Муж знал, что говорил. Летом 1947 года мамаша Ивочки продала оставшийся после отца дом в Кишиневе, а перед денежной реформой по совету «знающего человека» уговорила подчиненного мужу старшину раздать вырученные деньги по две-три тысячи рублей солдатам, с тем, чтобы они положили эти деньги на сберегательные книжки. Таким образом, после реформы Ивочкииа мама «имела тысячу процентов прибыли». Муж устроил ей «варфоломеевскую ночь», да с нее как с гуся вода. Даже ехать с мужем к месту его нового назначения отказалась.
– Это надо быть малахольными, чтобы бросать город, когда жизнь, слава богу, налаживается! – кричала она. – Что мне твои ордена, если тебе не могут дать приличной должности в городе? Сегодня восток, завтра запад, а потом? Северный полюс? А мне покупать рыбу у белых медведей?
– Все на свой лад вершила, – говорил Пал Петрович, – Даже супругу сыну сама подыскала, такую же пройду, только помоложе.
Глядя теперь на Ивочку, Долотов все сильнее раздражался из-за явного намерения Белкина дать понять, что вот он, Долотов, налетавший на С-224 «слава богу», никогда не допустил бы такого промаха, который мог привести к катастрофе.
«Тебе со мной работать, вот ты и елозишь, – думал Долотов, наливаясь тяжелой, как хворь, злобой. – А угробился бы я, то же самое говорил бы Лютрову».
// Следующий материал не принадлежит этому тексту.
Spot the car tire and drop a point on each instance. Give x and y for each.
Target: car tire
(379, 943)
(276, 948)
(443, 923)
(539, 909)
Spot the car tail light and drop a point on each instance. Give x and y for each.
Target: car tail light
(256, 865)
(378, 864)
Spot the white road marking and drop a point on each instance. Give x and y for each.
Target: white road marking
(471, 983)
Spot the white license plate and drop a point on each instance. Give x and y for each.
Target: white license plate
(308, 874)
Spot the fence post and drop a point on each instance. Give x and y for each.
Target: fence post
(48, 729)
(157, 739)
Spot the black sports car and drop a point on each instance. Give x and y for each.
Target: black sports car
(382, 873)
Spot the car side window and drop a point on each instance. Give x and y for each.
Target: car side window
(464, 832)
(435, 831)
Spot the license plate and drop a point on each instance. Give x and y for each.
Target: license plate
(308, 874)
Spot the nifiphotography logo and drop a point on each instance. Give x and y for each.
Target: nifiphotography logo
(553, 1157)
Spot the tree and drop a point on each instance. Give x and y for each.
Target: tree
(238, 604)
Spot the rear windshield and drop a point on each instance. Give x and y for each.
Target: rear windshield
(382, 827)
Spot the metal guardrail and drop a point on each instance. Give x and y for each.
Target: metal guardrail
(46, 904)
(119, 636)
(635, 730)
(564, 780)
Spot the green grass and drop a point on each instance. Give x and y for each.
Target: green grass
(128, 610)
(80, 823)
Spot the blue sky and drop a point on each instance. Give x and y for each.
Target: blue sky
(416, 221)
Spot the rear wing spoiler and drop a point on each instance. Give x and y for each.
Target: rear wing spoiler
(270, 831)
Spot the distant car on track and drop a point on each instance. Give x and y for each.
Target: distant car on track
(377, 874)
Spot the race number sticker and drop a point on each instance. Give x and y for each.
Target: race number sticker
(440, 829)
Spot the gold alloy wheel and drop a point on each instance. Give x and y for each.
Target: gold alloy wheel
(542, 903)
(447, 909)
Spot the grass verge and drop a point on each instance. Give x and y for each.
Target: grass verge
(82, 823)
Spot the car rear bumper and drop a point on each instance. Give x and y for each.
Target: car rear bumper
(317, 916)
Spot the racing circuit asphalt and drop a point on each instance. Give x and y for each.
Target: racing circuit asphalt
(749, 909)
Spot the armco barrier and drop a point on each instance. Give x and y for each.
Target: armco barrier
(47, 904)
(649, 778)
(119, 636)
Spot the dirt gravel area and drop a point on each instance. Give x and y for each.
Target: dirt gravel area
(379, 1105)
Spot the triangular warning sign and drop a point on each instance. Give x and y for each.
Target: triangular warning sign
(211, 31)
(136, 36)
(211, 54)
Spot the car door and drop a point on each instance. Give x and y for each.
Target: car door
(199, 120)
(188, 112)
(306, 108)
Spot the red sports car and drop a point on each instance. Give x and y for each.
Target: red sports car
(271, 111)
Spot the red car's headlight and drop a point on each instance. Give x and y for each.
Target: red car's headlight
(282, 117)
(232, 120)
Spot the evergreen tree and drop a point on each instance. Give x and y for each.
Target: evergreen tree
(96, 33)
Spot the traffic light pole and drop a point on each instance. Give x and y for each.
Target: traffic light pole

Долотова оскорблял не только этот сомнительный комплимент, его приводила в бешенство сама причастность Белкина к событию; со всем тем, что «нес» в себе Ивочка, он не имел права прикасаться к памяти Лютрова, к его имени. Долотов вспомнил, как рыдал на похоронах Костя Карауш, вспомнил Пал Петровича, потерявшего сознание при первых ударах молотков рабочих, заколачивавших крышку гроба, вспомнил пролет Гая на истребителе над погостом – последнюю почесть погибшему – и, не в силах долее слушать Ивочку, грубо оборвал его:
– Тебя послушать, так вообще неясно, на кой черт собралось тут тридцать человек! Чего проще – делать выводы из того, что ясно, и закрывать глаза на то, что ни в какие ворота не лезет! Ты можешь доказать, что механизм работы закрылков был исправен? Нет, Почему тумблер стоял в положении «убрано»? Нет. Вот и кончались твои рассуждения.
– Ну что тумблер, – протяжно отозвался Белкин, вскидывая подбородок, насколько позволяла его толстая шея, и поводя головой слева направо, как бы взбираясь поверх сказанного Долотовым. – Тумблер можно зацепить рукой случайно.
– А если случайно сработал сигнал «закрылки убраны»? Если форсаж вообще не включался?
Белкин криво улыбнулся, поискал среди присутствующих, кому бы с надеждой на сочувствие намекнуть: как вам нравится, он меня за дурака считает! Никто, однако, не выставил себя навстречу Белкину, и только Володя Рукавов едва приметно кивнул, принимая апелляцию, даже не кивнул, а утвердительно прикрыл веки.